Blergh. Every time I sit down to write over the past few weeks, I get partway through the post, run out of steam, and save the draft for another time. It’s not that I’m picking topics I don’t want to write about–they’re just not on the top of my mind right now. And with everything else happening at the moment, I seem only capable of writing about what I’m currently mulling over.
So I’ll do that, I guess!
At the moment I’m having a bit of a love affair with Substack, which feels like social media for nerdy and navel-gazing people (that’s me). I don’t like that they recently added reels–I quit Instagram for a reason–but I do love the longform content. It’s the closest thing to a revival of personal blogging that’s out there at the moment.
Lately I’ve stumbled across a few articles reflecting on traveling in Europe, moving abroad, and/or trying to bring the sense of an unhurried life back home to the US. I’ll link them below because I think they are worth reading for anyone like myself who had/has expat ambitions (or maybe is just generally a Europhile):
- I thought I was failing at homemaking–then I went to Italy
- We tried living like Europeans in the U.S.
- Goodbye, USA. Hello, Europe. Was it worth it?
The authors come to different conclusions for their own lives. To move, to stay, to change their lives where they are. But they all capture the essence of life in Europe from an American perspective–an intangible difference in the quality and sense of life’s purpose overseas that I’ve struggled to put into words. (I might expand my own collection of countries to include Australia, as well.)
And there’s truth to the sentiment that Fiona Ferris voices repeatedly in her books, that her/most people’s idea of France–or any European country–and what it would be like to live there is not grounded in reality. She acknowledges that her utopian image is not an objectively accurate depiction of France, and it also serves an important purpose: to inspire her to live a slower, happier, more creative life.
I depend on that inspiration in my own life, too, while recognizing that life in Scandinavia (among other places) is not just eating good bread and fish and frolicking in the woods outside your little red-painted cottage! The utopian mental image is valuable… as long as you don’t expect it IRL when you visit or move there.

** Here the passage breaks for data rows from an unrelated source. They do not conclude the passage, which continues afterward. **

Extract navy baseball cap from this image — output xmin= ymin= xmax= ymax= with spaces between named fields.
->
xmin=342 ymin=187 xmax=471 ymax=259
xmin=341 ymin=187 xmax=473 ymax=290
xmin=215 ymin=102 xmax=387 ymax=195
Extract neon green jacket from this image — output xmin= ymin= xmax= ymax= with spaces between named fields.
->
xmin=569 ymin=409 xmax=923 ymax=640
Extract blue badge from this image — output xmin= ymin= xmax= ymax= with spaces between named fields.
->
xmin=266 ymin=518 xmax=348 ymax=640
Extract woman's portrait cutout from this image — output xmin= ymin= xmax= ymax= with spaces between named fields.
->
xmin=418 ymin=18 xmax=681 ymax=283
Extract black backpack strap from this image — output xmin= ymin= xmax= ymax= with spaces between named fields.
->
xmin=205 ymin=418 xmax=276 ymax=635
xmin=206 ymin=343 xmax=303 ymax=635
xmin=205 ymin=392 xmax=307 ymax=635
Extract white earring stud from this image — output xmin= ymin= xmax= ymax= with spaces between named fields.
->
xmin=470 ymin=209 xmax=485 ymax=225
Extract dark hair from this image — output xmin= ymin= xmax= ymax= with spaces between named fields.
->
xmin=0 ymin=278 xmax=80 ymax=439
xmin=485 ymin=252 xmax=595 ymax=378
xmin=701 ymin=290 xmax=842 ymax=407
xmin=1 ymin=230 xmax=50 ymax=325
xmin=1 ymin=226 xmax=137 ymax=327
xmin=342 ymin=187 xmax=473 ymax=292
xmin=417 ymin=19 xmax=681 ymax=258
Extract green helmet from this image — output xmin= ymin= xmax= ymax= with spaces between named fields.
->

Yet there is a limit to the how much you can change your lifestyle in the US, especially without isolating yourself, as the second link points out. You can’t use public transit that doesn’t exist. You can’t visit local markets regularly if they’re a 20-minute drive away and open only a few months out of the year. You can’t use universal healthcare you don’t have. You can’t clock out after eight hours at work if everyone else works ten (without seriously risking your career).
I hold two pictures of life in Europe in my mind at the same time. The stress of trying to (ultimately unsuccessfully) trying to set up a life abroad in Oslo. And also the beauty of a life already settled–the dozens of people I’ve been fortunate to meet while traveling throughout my life, the ones I read about, the moments in Norway when I saw what could have been. The knowledge that nowhere is perfect, and the feeling that some components of a good life are non-negotiable. And that they are different for each person and family.
This post has no conclusion because I don’t have conclusions. We’re settled here for now, for better or for worse. And lately has been a lot of better. But as for the future… I’m open to the possibilities.